A 1990 study published in the same journal, and involving the researcher from the 1985 study, expanded on the past study to measure the relative risk of PMS with the consumption of caffeinated beverages.
The researchers gathered data from 841 female students of the University of Oregon about their daily fluid consumption as well as menstrual and premenstrual health.
Once again, the data showed that caffeine consumption was strongly linked to PMS.
In addition, the results showed that for the women with the most severe PMS symptoms, the severity of symptoms was dependent on the daily dose of caffeine consumed.
From the study’s results, the researchers concluded that the relative risk of PMS rose from 1.3 (compared to non-consumers of caffeine with a value of 1) for those who drank only 1 cup of caffeinated beverage per day to 7.0 for the women who drank 8 – 10 cups per day.
The researchers further noted that this increased risk of PMS was present for both tea/coffee consumers and caffeinated soda drink consumers.
Although this study was not rigorous, it did provide a clear idea of the relationship between caffeine and PMS.
While it confirmed that caffeine consumption can worsen PMS symptoms, the real revelation from this study was that the amount of caffeine ingested was more important than the source of caffeine as a determinant of the severity of PMS symptoms.
This 2012 NIH-sponsored study published in The American Journal of Clinical Nutrition provided fresh perspectives on the possible effects of caffeine on PMS symptoms.
Specifically, it investigated the relationship between caffeine intake and estrogen levels and the variation of this relation with ethnicity.
In this rigorous and well-designed study, the researchers recruited 259 premenopausal women. Then over 2 menstrual cycles, the diets and hormone levels of these women were measured.
The results of the study provided some indications into the differences in caffeine effect on hormonal balance between women from different races. The researchers found that moderate caffeine consumption (greater than or equal to 200 mg/day) lowered estrogen (beta estradiol) levels in white women but raised the level of the hormone in Asian women.
However, the results also showed that the consumption (1 cup per day or more) of green tea and caffeinated soda raised estrogen levels in all of the women irrespective of race.
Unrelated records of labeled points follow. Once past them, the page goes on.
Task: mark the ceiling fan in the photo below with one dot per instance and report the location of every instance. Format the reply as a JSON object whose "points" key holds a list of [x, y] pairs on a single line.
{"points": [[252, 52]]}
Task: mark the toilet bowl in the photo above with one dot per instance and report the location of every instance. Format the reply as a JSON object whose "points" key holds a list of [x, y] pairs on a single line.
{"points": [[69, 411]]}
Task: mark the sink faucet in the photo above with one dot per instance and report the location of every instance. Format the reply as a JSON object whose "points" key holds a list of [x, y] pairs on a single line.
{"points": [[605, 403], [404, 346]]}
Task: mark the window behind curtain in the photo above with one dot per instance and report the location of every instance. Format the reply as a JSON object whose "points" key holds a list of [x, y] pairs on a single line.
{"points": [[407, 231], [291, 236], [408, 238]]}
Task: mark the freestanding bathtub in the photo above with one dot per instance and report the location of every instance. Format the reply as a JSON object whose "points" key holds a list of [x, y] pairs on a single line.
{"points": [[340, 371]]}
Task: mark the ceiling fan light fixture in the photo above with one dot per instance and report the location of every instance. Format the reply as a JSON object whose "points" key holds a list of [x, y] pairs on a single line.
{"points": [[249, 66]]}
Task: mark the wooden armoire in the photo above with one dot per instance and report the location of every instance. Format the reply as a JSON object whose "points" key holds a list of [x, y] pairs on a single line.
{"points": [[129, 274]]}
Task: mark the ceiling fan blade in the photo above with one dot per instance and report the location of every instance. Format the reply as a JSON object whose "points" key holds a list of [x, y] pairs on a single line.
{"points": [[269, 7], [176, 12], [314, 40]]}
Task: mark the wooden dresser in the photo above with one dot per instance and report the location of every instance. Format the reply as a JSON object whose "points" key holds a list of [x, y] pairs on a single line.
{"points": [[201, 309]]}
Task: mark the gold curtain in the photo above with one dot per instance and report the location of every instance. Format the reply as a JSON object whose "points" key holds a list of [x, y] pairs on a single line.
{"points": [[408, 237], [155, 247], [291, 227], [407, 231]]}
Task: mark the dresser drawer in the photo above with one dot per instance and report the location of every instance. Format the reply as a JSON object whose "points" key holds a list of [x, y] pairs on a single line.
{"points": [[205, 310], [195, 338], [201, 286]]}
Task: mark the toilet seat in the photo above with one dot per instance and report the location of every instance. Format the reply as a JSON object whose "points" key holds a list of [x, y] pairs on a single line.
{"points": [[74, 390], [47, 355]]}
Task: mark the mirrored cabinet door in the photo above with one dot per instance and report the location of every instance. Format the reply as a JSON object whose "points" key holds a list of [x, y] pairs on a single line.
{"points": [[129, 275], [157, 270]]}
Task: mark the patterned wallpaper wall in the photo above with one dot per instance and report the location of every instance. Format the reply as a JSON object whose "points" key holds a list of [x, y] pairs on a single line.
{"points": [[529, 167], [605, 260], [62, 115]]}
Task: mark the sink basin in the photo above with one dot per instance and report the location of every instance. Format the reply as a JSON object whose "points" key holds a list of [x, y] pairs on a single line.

These results are rather puzzling because they clearly show that the source of caffeine is quite important to estrogen levels (and possibly the severity of PMS symptoms).
Out of the 4 caffeine sources (coffee, black tea, green tea and caffeinated soda) considered, only green tea and caffeinated soda raised estrogen levels in women across different races (whites, blacks and Asians).
Do these results mean that coffee and black tea are safer for white women with PMS than Asian women with PMS? Are Asian women more sensitive to caffeine or more prone to estrogen dominance? Further studies are needed to replicate and explain these findings but it is clear that caffeine raises estrogen levels and can, by extension, worsen PMS.